Por outro lado, há que se restringir e retroagir a construção de áreas residenciais nas áreas costeiras, pois já se existem estudos que mostram que o avanço do mar vai ocorrer de forma ainda mais aguda nas próximas décadas. Se não houver o devido esforço de planejamento urbano, o que teremos de forma inexorável será o avanço das águas oceânicas sobre grandes concentrações populacionais. Para que isso não ocorra, há que se levar em consideração as previsões dos modelos climáticos e iniciar uma necessária reordenação das terras urbanas. Do contrário, viveremos situações dramáticas quando o avanço do mar se tornar mais evidente.

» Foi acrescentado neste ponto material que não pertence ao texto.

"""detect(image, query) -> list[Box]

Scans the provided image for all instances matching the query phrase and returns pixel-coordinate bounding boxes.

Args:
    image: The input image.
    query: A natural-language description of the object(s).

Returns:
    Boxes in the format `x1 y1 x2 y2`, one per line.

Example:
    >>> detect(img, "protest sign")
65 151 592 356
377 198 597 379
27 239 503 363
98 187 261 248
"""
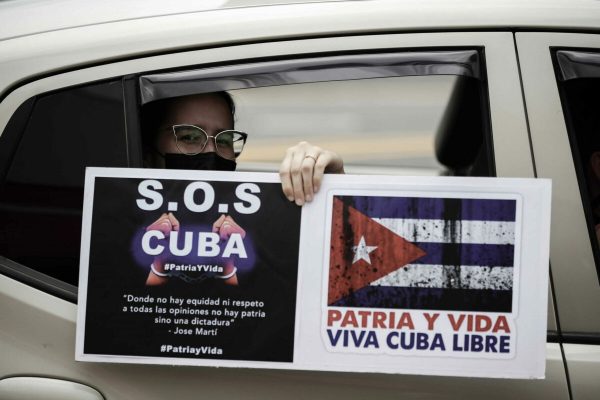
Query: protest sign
76 168 300 363
76 168 551 379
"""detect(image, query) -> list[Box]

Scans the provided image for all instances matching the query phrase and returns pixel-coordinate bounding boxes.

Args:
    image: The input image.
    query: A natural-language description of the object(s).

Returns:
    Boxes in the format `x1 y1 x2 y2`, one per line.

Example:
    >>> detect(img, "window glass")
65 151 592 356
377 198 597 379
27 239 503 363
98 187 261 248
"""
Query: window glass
0 80 128 285
553 50 600 279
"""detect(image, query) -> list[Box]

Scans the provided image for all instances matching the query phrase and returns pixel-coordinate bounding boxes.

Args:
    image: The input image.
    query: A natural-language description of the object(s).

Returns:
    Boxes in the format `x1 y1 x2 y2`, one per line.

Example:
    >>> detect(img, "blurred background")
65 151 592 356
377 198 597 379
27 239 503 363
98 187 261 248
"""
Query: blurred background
232 75 456 175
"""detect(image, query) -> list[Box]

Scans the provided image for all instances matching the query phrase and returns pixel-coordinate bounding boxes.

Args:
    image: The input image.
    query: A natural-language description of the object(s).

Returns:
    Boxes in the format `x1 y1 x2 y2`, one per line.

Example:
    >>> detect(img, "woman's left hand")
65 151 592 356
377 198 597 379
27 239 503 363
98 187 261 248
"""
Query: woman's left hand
279 141 344 206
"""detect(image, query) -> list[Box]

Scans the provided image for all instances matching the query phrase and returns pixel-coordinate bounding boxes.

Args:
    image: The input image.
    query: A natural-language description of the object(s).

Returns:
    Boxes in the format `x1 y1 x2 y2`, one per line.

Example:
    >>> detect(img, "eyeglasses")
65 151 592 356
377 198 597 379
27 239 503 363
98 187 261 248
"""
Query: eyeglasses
170 124 247 160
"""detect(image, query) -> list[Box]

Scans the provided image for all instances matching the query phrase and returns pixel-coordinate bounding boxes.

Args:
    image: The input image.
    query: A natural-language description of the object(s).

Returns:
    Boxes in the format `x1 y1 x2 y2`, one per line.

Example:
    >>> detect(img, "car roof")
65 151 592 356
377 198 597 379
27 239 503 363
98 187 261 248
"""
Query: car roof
1 0 599 41
0 0 351 41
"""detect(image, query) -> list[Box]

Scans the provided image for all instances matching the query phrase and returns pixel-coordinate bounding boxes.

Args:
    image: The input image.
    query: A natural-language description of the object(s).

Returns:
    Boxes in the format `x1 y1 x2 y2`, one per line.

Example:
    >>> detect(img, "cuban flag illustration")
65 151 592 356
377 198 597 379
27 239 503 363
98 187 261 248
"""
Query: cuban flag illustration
328 195 517 312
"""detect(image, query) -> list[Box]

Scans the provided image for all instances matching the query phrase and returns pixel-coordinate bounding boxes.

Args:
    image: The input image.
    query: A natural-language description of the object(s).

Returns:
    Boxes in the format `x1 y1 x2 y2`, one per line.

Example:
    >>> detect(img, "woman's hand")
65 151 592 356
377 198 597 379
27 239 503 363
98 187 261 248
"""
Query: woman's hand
279 141 344 206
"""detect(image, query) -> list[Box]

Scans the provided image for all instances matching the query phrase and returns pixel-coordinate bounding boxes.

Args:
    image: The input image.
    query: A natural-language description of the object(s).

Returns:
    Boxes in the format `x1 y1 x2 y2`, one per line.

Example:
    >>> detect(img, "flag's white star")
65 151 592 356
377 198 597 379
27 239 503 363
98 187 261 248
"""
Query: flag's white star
352 236 378 264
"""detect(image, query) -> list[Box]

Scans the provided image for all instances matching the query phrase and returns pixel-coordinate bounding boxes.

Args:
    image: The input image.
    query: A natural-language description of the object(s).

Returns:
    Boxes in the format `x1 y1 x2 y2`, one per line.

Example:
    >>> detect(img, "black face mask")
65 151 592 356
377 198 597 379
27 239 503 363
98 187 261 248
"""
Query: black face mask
164 152 236 171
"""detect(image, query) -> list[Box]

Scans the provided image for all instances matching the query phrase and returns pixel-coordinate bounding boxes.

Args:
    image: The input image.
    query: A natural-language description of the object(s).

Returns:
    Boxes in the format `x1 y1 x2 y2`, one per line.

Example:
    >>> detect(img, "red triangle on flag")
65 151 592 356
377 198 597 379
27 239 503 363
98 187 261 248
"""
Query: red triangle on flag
328 197 426 305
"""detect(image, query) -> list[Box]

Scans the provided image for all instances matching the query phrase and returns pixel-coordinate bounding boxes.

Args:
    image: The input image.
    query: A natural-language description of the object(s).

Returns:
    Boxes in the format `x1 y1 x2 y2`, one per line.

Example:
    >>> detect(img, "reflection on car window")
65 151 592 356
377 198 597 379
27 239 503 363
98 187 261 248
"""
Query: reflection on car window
554 50 600 279
0 81 128 285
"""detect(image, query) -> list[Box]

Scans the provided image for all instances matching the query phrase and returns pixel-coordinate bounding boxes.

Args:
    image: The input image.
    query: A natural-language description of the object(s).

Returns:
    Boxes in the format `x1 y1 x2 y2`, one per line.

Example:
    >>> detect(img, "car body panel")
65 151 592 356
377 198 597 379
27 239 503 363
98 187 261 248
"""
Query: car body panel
0 273 570 399
564 344 600 400
1 0 599 42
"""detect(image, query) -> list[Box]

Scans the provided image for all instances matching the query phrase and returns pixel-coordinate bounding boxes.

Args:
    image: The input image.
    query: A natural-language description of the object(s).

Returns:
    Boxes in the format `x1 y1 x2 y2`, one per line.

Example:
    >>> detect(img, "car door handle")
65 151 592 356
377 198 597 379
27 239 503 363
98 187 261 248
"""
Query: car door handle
0 377 104 400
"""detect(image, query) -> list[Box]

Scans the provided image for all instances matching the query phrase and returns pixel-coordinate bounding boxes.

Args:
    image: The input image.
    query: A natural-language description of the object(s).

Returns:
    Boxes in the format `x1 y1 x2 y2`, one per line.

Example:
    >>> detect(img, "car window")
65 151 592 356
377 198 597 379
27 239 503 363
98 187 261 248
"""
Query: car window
0 51 493 290
0 80 128 285
140 51 493 177
553 49 600 281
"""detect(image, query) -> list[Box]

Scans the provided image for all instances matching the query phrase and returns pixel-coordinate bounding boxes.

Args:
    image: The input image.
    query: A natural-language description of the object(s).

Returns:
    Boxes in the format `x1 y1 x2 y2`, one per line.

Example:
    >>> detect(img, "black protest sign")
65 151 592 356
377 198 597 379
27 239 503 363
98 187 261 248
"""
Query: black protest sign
79 170 300 363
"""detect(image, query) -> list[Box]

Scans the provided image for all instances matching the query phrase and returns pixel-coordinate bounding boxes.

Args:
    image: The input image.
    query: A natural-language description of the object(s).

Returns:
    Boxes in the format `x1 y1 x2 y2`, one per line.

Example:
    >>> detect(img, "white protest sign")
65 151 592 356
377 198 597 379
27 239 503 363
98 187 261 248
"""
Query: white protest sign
76 168 551 379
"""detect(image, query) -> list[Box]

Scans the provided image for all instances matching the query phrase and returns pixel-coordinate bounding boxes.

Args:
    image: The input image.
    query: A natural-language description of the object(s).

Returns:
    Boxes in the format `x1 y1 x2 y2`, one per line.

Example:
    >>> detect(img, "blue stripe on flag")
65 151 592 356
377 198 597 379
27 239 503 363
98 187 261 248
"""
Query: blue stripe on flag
339 196 516 222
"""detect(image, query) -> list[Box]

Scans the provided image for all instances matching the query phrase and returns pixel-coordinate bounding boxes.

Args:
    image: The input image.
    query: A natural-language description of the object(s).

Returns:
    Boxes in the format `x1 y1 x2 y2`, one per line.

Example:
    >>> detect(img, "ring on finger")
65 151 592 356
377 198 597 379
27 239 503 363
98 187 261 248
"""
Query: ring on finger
304 155 318 162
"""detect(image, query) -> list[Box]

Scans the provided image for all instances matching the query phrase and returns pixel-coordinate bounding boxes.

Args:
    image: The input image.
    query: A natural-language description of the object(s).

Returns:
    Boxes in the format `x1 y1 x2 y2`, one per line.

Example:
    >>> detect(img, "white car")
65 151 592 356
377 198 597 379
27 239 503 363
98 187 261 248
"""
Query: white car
1 0 599 399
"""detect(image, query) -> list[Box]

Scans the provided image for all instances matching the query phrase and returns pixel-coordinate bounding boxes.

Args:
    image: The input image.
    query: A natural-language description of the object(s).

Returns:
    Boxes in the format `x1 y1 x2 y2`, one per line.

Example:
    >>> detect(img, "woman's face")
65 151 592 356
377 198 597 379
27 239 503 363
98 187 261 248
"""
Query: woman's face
149 93 234 168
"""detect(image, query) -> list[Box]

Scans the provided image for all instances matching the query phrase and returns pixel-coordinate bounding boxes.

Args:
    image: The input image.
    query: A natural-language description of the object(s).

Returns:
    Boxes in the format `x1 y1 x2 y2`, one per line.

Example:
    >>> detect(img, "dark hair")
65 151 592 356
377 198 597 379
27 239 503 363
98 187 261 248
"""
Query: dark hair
217 91 236 116
141 91 236 147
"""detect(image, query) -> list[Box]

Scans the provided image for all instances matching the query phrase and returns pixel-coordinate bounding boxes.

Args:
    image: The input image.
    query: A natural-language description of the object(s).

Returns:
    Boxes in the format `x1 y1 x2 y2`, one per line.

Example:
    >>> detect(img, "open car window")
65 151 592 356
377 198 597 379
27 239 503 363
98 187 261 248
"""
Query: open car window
228 75 488 176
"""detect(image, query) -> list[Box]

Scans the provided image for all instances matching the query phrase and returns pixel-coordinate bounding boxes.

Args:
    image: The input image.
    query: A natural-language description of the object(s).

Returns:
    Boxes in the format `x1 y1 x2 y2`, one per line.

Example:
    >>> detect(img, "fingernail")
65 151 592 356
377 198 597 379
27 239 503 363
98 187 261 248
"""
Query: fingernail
295 198 304 206
287 196 294 202
305 194 312 202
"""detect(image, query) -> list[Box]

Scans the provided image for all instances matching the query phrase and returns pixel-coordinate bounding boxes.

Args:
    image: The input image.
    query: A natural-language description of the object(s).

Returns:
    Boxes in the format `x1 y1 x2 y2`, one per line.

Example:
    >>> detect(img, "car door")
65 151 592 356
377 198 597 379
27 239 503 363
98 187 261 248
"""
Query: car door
516 32 600 400
0 26 567 399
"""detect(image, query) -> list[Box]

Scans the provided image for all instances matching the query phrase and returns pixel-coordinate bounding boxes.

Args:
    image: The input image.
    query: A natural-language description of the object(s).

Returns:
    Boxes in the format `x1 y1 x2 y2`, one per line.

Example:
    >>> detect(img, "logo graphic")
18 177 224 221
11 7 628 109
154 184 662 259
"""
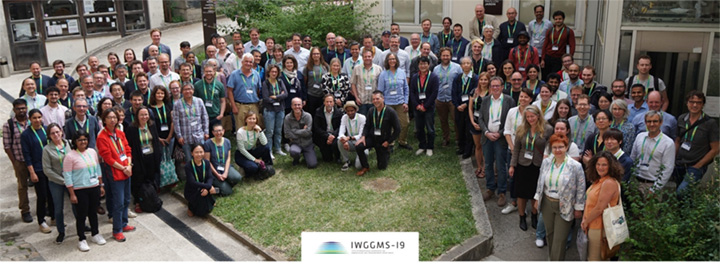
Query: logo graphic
317 241 347 254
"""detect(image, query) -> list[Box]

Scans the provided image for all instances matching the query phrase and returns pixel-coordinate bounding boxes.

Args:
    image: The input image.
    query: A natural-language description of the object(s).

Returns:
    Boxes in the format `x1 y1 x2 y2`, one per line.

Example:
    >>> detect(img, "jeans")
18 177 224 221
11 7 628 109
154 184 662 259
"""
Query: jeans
213 166 242 196
101 163 113 220
414 109 436 149
182 141 203 164
48 182 77 234
235 145 274 177
536 211 546 240
358 104 373 117
506 149 516 200
673 165 707 195
483 139 508 194
263 109 284 152
109 179 131 234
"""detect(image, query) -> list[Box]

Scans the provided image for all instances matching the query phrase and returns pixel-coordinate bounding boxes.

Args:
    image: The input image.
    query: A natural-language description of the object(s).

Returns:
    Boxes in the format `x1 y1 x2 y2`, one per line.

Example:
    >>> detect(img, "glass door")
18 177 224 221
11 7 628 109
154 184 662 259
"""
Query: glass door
4 1 47 69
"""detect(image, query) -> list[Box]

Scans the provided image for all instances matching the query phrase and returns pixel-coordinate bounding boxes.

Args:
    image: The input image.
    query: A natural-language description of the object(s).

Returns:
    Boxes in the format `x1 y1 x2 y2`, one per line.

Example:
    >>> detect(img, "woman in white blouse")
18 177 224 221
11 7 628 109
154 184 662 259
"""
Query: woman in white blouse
500 88 533 214
532 84 556 120
533 133 585 261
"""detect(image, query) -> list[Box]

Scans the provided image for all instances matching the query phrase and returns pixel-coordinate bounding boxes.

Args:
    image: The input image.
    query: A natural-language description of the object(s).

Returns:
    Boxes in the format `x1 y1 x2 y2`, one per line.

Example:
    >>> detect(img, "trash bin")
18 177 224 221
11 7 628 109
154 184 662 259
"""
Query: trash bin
0 57 9 78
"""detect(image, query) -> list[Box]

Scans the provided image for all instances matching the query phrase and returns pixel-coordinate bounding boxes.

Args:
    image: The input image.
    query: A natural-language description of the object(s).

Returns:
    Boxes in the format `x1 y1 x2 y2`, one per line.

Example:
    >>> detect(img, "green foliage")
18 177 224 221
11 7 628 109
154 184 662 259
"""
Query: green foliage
620 162 720 261
217 0 383 46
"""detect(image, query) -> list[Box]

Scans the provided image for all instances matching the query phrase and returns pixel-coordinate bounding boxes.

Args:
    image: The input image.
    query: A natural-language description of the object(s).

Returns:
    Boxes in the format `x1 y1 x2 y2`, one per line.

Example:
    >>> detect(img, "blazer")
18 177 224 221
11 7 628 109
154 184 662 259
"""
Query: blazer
312 106 343 143
125 123 162 183
451 73 478 108
409 72 439 111
362 106 401 144
477 94 517 145
534 157 586 222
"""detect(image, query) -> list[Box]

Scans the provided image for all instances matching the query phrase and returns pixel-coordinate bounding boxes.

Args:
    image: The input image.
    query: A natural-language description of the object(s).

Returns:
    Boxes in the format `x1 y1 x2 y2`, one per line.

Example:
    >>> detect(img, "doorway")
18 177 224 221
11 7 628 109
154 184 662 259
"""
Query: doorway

Como observa o futuro das populações que vivem próximas ao mar e estão envolvidas diretamente com mudanças climáticas e erosão costeira?
Em função do que já respondi, o futuro dessas populações dependerá primeiro de uma completa mudança de visão dos governantes em relação às mudanças climáticas e suas consequências. O problema é que na maioria dos países, o Brasil especialmente, a maioria dos governantes vem optando por ignorar a nova realidade climática e continuam praticando visões ultrapassadas e ineadaquadas de governar. É uma espécie de cegueira proposital e que trará consequências dramáticas para as populações que vivem em regiões costeiras.
Trata-se de um fenômeno irreversível a questão do avanço do mar no Brasil e no mundo? O combate ao aquecimento global “resolveria” a questão?
Segundo os modelos climáticos do Painel Intergovernamental sobre Mudança do Clima (IPCC) não há mais como reverter a questão da elevação do nível médio dos oceanos, mas é possível ainda ter algum controle sobre o nível de aquecimento do planeta, o que terminaria impactando o grau de elevação que ocorrerá. É em função disso, que as diferentes conferências do clima (as chamadas COPs) vêm tentando estabelecer compromissos que implicariam numa elevação menor dos oceanos.
Entretanto, o que temos tido até agora de resultados práticos é irrelevante, pois os resultados das conferências têm sido meramente protocolares e as mesmas práticas que resultaram no aquecimento da atmosfera da Terra continuam sendo realizadas, tendo como resultado reduções desprezíveis na emissão de gases causadores do efeito estufa.
Comente algo que não tenha perguntado e considere indispensável citar para refletir este tema.
Espero ter deixado claro que considero que a elevação do nível do mar causado pelo derretimento das calotas polares e geleiras continentais representará um grave desafio para a Humanidade nas próximas décadas. Mas também considero que ainda não há um compromisso efetivo de governos em diferentes escalas espaciais em agir para enfrentar esse desafio gigantesco. Considero que apesar da maioria das pessoas ter questões mais urgentes para tratar, como conseguir um prato de comida todos os dias, há que se tornar essa discussão mais corriqueira e de compreensão mais fácil.
Por outro lado, aos governantes, especialmente aos que operam na escala dos municípios, há que se dizer que a roda da História está girando e a falta de políticas públicas estruturantes terá consequências dramáticas no futuro. Por isso é fundamental que os municípios passem a tratar a questão das mudanças climáticas de forma séria, estabelecendo planos de adaptação climática, reservando orçamento não apenas para ações emergenciais que se tornarão cada vez mais necessárias, mas também para minimizar os riscos advindos do avanço do mar e da ocorrência de eventos meteorológicos extremos.